Günümüzde bunu en çok Devlet Bahçeli yapıyor. Nerede bir “gerçek gazeteci sorusu” soran muhabir görse… 

Hele hele o muhabir, kadınsa; azarlamaya başlıyor.

Hatırlarsınız; 24 Ocak 2023’te kendisine Sinan Ateş cinayetiyle ilgili soru sormaya çalışan meslektaşımız Yıldız Yazıcıoğlu’nu da uzattığı mikrofunu iterek, “Hadi işine bak, hadi işine bak” diye azarlamıştı.

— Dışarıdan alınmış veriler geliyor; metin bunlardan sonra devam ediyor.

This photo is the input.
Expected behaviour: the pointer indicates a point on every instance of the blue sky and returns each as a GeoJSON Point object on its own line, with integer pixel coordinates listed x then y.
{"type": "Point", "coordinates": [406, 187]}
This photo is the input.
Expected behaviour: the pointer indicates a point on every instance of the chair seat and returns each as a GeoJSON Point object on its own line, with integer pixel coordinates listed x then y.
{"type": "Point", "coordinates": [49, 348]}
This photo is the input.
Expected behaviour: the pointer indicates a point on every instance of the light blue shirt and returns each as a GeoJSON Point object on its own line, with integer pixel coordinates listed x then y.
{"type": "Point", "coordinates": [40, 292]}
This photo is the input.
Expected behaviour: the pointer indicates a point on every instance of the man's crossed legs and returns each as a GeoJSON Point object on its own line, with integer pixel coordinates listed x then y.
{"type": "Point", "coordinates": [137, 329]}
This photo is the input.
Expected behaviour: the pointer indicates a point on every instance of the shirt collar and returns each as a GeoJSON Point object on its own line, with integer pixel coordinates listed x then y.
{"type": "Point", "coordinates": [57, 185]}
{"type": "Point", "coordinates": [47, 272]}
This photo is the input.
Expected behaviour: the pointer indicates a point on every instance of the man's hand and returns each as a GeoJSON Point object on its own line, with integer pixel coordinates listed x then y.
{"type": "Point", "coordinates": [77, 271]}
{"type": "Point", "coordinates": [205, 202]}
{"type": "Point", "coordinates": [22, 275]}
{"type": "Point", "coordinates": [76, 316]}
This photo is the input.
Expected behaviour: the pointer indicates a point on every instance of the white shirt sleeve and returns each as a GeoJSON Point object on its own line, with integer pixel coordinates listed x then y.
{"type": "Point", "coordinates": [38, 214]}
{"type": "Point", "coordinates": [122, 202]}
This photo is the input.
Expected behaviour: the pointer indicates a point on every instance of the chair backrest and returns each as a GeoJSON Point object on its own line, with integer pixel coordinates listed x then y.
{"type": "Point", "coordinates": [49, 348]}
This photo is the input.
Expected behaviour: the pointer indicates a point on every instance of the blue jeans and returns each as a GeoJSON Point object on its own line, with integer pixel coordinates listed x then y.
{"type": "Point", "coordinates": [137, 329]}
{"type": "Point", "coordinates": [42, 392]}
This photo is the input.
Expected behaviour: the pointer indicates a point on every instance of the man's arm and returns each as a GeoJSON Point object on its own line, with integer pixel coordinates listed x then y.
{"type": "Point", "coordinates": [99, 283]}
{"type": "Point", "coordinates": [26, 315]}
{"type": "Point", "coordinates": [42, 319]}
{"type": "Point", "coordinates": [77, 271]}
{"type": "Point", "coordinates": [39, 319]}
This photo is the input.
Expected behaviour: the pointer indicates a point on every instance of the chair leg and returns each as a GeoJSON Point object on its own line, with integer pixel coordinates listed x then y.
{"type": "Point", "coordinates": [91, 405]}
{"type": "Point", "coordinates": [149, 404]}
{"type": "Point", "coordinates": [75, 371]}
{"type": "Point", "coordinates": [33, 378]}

Oysa Yıldız Hanım tam da işini yapıyordu.

***

Bu tür olaylar ilk kez mi gazetecilerin başına geliyor?

Hayır…

Ama geçmişte bir meslektaşımıza yönelen bu tür çirkin bir davranıştan sonra meslek örgütlerimiz ayağa kalkardı.

Yüzlerce gazeteci toplanır, haddini aşan siyasetçiye haddini bildirirdik…

Şimdi; ne meslek örgütü kaldı, ne etik, ne de dayanışma!

İtilen itildiğiyle, azarlanan azarlandığıyla kalıyor.

***

Devlet Bey…

Gazetecileri sevmediğinizi, hele hele kadın meslektaşlarımızı küçümsediğinizi, itip kaktığınızı, hakaret ettiğinizi biliyoruz…

Ne yalan söyleyeyim; kendi adıma benim de sizi sevdiğim söylenemez…

Hatta, son on yılda başımıza gelen bütün haltların baş sorumlusu olarak da sizi görüyorum.

O nefretle bakan suratınızı ne zaman ekranda görsem, çatlak sesinizi duysam kendimi tutamadığım bile oluyor!

Ayrıca…

Biz gazetecilerle siz siyasetçiler birbirimizi sevmek zorunda da değiliz!

Ama sizin konumunuz, en azından “insanca”, “saygı çerçevesi”nde bir ilişki kurmanızı gerektiriyor.

***

Ne daha önce itip kaktığınız Yıldız’ı, ne de dün “sapık soru sormakla” suçladığınız Pelin’i tanırım.

Tek bildiğim her ikisinin de işlerini yapmaya çalışırken sizin “tacizinize ve mobbinginize” uğramış olmaları.

Bakın sizi, sizin yaptığınız gibi tehdit etmiyorum; sadece  açık açık uyarıyorum:

Bir gün bu sözlerin ya da hareketlerin aynısını size iade eden dişli bir meslektaşımıza denk gelirseniz; neye uğradığınızı şaşırırsınız…

Belki bu sayede hayatınızın dersini alır ve hiçbir meslektaşımıza bir daha haddinizi aşan terbiyesiz yanıtlar vermemeyi öğrenirsiniz ama tüm dünya televizyonlarına da haber olursunuz!

Benden söylemesi…

Belinize karışmam; ama…

Elinize ve dilinize hakim olun, haddinizi bilin!